In our lifetime, we will occasionally have the opportunity to participate in Significant Educational Experiences (SEE). Educators who have the ability to create those SEE events are rare and the circumstances that come together to create a SEE are even more infrequent.
I was honored to participate in the Legal Educational Seminar sponsored by the Oglala Lakota Legal Department. The complex content articulated in the Docket 74 (a. and b.) was mesmerizing. Mario has the gift of legalistic storytelling that made the experience outstanding and the content equally exceptional. Even more critical was the background knowledge that he shared about the “process” because that could only come from him. No ONE else has that knowledge and personal experience. All my life, I have heard people mention Docket 74 and I never had an inkling about what it was. I was more familiar with the Black Hills case and even so his presentation put into place many of the missing pieces of the puzzle.
I want to thank the Oglala Legal Department for their vision of preserving the intimate detailed history of the treaties. I enjoyed meeting new people and making new friends.
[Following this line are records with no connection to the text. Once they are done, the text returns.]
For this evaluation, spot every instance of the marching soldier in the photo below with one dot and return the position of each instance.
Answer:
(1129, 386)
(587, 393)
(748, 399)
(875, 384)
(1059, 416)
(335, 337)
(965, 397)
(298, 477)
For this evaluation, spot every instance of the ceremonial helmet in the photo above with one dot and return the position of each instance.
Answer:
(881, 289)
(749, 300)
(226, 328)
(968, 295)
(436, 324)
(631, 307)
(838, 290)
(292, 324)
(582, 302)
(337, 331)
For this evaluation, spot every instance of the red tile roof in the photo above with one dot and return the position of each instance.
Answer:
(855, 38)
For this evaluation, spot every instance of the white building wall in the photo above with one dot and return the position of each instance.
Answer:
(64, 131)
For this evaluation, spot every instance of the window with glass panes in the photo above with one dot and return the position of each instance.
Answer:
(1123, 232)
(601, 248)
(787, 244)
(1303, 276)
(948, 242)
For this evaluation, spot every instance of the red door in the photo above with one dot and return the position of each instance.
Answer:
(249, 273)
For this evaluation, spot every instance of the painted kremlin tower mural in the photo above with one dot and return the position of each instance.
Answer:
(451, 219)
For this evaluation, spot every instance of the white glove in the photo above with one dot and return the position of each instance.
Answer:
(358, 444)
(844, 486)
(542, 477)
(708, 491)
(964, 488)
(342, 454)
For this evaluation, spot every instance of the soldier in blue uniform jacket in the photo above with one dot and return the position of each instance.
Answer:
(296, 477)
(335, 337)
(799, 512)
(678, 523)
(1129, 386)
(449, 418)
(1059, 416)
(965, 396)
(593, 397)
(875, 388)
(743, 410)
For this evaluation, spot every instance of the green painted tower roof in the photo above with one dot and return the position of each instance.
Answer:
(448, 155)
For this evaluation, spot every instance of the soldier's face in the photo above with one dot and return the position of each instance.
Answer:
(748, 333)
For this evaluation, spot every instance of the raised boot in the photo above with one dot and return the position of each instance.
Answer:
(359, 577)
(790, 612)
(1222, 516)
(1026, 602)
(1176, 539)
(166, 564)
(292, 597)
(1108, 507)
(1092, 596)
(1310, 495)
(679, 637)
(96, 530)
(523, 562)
I was also thrilled to share my limited knowledge and perspective of the treaties. The 1868 Treaty of Fort Laramie and the 1851 Treaty of Horse Creek are classic examples of the cultural dissonance between the Americans and the Lakota people. It is my opinion based on my research that the treaty discussions between the Lakota leaders and the treaty commissioners were more of a “discussion” than an actual negotiation. The major conflict was the Lakota belief in what was “spoken” versus the final written document. As a result, the Lakota have remembered whatever was impressively spoken and the government executed only the terms of the treaty as it was written and ratified. With such different perceptions, both Lakota’s and whites left the treaty grounds convinced that they had won a major victory and determined to make no more concessions to the other. Only one thing was clear, the Americans and the Lakota were on a collision course that did not bode well for the Lakota. There could never be “negotiations” when the one entity brings a document that had been previously constructed and whose construction is negligently one-sided to a conference and where the people of the government were unilaterally unwilling to compromise.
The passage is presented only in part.